Le immagini continuano sovrane aprendosi a enumerati saperi, e mi colpisce una che eleggerei quasi a emblema, un ranocchio è posto su un'iphone, ecco delicato irrompere il fragile e teso limen tra natura e cultura, la tecnologia ruba all'infazia l'antica fiaba naturale, se si bacia il ranocchio, c'è l'alto rischio che l'amore si proietti nel virtuale anziché nel reale. Quasi una burla, una beffa dei tempi post moderni. E poi l'atto masturbatorio, ma sempre delicato, l'Henrot ha una grande purezza e finezza formale in tutte le immagini che "spara" a ritmo di rap sono proiettili ad alta definizione. La storia a colpi di click. Una guerra all'ultimo sapere e il piacere sensuale dell'impossibilità di un godimento totalitario. Un piacere voyeuristico, che si declina in voyeur-ostico. Tra le infinite finestre compare l'inquadratura su un bacino femminile, e lentamente la mano candida scivola nelle mutandine.

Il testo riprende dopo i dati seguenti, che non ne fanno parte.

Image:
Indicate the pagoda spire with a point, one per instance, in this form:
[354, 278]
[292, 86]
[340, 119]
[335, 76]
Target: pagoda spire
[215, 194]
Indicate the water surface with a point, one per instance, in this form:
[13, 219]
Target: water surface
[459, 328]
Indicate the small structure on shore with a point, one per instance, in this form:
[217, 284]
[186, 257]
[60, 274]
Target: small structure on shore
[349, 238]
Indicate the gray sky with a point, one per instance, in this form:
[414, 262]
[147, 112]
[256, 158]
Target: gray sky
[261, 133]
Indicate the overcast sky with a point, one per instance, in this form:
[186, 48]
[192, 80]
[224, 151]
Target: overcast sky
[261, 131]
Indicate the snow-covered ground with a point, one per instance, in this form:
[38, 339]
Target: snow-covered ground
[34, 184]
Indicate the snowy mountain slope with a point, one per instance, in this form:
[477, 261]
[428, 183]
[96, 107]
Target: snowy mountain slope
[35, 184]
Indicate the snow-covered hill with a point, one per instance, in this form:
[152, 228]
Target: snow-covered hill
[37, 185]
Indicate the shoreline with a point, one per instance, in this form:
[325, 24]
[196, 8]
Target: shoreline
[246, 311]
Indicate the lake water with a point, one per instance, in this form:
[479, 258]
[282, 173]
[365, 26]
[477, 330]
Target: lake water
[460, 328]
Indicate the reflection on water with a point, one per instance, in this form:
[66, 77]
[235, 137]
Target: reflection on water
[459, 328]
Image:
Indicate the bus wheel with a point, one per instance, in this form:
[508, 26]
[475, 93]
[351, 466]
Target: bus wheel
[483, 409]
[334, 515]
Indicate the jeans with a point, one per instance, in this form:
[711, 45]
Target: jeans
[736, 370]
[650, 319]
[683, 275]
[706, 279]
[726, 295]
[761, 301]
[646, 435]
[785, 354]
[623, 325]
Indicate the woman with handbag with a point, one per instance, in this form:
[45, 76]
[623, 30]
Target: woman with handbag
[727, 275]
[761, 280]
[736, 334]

Poi nuovamente un click e un colpo di spugna. Ecco altri interstizi di scibile che si aprono a noi. Alla fine tutte le finestre sono chiuse, e la cartella sul desktop troneggia minimale, una piccola voragine che prova a contenere l'incontenibile. Una matrioska virtuale che assume le sembianze di un archivio infinito, in continuo processo organico. Quello stesso infinito che si ritrova nell'unica scultura esposta, Tevau del 2009. Manichette antincendio arrotolate in un 8 rovesciato, appunto il simbolo del continuum. L'Henrot è poliedrica e ama sperimentare i più diversi materiali e tecniche. Tevau è il nome di un oggetto rituale melanesiano che simboleggia lo scambio in occasione di transazioni importanti come il matrimonio, destinato a ristabilire l'equilibrio. Nell'opera la natura diventa lo stesso flusso inarrestabile di Grosse Fatigue, in un continuo scorrere incessante di passato, presente e futuro. Mi viene alla mente il video La Pluie, project pour un texte del 1969 di Marcel Broodthaers.
Da capo, scrivere, sotto una pioggia incessante. Nuovamente, nell'impossibilità.
In the beginning.
Fino all’8 Febbraio 2015 al Museo Gucci di Firenze.